一时间屋里众人都说像极了,可就将樊老夫人一下子哄开心,脸上的挂满了笑意道:
“你这皮猴,就知道拿老婆子我开心,她跟今绣啊我是最放心了的。两人都不似那些个泼皮破落户,成天就知道堵得人啊,也不愿我偏疼她些,只是这孩子的姨娘去得早了些。”
说着,樊老夫人微微红了眼角,今夕和二夫人连忙说了许多宽慰的话,才又将她哄好。
瞧见老夫人的神情,二夫人对今夕是愈发上心了,不久将她夸上了天,还让人熬了参汤来,“比不得在霂府,这里的厨娘很是懈怠,让人催促了许久,才将这参汤熬成了。说起啊,三弟妹也是的,就算再为今绣的事情忙活,夕姐儿这里也该来瞧瞧才是,太厚此薄彼了。”
这话说得,今夕心里不由叫了声好,不仅暗地里贬斥三夫人薄待她这庶女,而且还指出三房的仆役丫鬟怠慢她和老夫人,真是将要说的话都说,而且句句都抓着三夫人痛脚了。

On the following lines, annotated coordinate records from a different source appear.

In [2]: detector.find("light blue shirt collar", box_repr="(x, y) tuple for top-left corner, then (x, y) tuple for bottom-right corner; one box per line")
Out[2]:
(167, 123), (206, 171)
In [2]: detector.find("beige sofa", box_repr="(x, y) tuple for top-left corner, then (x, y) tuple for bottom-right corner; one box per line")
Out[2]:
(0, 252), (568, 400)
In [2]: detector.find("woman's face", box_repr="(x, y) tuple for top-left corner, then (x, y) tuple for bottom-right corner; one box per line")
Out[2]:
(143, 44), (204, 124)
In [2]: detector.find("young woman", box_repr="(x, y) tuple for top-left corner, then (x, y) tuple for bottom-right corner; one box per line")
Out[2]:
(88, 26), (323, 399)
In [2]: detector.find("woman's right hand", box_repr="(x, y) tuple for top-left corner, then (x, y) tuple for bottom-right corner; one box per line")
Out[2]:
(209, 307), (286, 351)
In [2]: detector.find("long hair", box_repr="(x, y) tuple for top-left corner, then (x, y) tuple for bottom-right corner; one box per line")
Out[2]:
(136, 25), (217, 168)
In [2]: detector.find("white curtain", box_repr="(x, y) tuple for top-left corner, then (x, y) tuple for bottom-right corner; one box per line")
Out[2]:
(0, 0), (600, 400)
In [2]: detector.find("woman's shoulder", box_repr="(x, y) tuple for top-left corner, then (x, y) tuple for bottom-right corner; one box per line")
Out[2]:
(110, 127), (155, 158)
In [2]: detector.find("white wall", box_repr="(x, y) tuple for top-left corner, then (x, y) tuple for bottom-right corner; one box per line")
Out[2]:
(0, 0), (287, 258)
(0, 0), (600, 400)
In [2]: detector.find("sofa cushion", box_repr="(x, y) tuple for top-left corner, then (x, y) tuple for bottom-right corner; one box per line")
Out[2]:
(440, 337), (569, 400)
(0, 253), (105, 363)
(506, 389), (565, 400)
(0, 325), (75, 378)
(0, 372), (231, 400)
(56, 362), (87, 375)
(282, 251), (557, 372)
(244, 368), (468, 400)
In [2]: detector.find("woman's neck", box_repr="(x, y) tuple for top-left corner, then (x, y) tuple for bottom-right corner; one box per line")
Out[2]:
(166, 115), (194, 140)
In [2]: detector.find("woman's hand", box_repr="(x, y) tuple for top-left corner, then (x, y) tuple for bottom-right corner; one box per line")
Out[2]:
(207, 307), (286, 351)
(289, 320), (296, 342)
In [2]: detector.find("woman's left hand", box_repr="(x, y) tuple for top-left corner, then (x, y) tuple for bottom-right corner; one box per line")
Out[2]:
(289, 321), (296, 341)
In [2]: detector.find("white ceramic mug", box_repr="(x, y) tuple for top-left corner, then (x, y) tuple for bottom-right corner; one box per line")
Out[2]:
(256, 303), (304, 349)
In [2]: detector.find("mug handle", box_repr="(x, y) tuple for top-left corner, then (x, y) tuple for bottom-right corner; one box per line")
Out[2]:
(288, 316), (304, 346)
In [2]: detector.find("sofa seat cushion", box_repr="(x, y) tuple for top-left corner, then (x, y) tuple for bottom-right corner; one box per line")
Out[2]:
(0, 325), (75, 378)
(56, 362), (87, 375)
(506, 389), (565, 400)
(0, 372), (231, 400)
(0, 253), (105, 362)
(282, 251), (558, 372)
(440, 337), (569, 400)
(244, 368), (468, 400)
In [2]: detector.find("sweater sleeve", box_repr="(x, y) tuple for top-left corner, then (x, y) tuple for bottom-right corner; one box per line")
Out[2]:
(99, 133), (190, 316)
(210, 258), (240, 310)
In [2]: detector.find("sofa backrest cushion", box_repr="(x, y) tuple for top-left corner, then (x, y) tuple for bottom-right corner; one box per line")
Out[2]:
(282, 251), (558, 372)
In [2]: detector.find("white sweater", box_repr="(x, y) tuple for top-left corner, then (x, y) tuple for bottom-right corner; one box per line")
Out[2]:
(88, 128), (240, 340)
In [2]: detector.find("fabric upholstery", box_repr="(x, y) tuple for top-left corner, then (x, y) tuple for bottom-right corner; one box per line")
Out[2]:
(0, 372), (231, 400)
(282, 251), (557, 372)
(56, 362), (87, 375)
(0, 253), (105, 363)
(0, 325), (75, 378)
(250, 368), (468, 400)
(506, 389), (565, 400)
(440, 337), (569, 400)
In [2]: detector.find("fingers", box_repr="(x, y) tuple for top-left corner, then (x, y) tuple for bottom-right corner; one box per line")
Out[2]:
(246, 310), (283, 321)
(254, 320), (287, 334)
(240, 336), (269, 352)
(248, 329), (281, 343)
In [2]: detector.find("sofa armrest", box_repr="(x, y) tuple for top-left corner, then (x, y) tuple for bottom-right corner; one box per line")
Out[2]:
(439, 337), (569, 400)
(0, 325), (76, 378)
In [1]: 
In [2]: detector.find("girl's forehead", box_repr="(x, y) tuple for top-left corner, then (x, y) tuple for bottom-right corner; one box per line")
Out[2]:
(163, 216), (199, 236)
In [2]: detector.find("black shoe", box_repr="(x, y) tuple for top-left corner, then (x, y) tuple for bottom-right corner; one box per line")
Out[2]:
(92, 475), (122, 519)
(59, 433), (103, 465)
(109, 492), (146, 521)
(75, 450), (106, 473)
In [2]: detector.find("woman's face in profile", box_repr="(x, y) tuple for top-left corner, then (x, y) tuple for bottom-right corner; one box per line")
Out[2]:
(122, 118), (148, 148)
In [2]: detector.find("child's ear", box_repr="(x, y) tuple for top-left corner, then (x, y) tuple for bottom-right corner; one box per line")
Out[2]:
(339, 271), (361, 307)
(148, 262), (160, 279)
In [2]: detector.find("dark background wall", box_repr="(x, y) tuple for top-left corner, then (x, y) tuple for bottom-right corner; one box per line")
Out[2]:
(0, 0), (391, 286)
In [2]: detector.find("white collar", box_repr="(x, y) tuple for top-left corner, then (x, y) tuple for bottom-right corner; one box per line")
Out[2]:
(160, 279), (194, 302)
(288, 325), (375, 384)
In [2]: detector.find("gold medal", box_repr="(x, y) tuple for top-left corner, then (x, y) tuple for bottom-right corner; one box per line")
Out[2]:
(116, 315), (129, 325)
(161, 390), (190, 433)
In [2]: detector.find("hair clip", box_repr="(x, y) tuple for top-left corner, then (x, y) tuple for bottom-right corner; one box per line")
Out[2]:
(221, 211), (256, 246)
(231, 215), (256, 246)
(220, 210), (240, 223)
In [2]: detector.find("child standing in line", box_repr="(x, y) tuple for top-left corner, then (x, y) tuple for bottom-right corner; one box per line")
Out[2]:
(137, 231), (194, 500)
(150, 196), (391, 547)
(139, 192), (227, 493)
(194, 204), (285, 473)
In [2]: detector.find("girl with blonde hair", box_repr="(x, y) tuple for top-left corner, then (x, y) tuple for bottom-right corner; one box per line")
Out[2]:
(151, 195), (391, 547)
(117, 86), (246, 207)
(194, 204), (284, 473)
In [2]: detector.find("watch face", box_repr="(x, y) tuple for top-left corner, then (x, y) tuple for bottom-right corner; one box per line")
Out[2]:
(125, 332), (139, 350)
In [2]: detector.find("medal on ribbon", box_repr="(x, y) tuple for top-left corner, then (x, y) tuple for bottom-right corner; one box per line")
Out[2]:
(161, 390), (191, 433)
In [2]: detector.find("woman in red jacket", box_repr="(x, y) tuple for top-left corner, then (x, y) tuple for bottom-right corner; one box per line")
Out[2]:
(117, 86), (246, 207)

见樊老夫人脸上神情未变,二夫人知道现在还不是时候,又立马脸上挂起笑来说道:“夕姐儿快尝尝这参汤,是特意让人熬了一宿的,三弟妹只怕没这个闲工夫啊,尽替今绣操心了。”
话音一落,樊老夫人脸上的笑终是变浅了些,跟鬏嬷嬷问道:“绣姐儿的事情准备得如何了?老三媳妇最近忙忙碌碌的,单子我和老二媳妇已经拟好了,她也点头同意了,还有什么事情值得她操心啊。再说了绣姐儿的事情,大部分都是老二媳妇准备的,她当的甩手掌柜。”
说到后边,樊老夫人脸上略有一丝怒意,二夫人则是嘴角微扬起浅笑,鬏嬷嬷忙说道:
“绣姐儿的事情,有二夫人帮衬着,三夫人自是管得不多。可是三房快和靃侯府交换帖子,三夫人心里惦记着琬姐儿,已经早早的开始让籉嬷嬷准备起来,说是务必要胜过绣姐儿才是。现在府里都知晓,琬姐儿以后是侯夫人了,也都很是上心,不断地给三夫人出主意。”
“按长幼次序,三弟妹也该先担忧今溦才是啊,虽说她是庶出,可是这样顾幼不顾长,说出去也不过让人笑话。不过我的话,三弟妹定然是不会听的,在她心里任谁也越不过今琬。”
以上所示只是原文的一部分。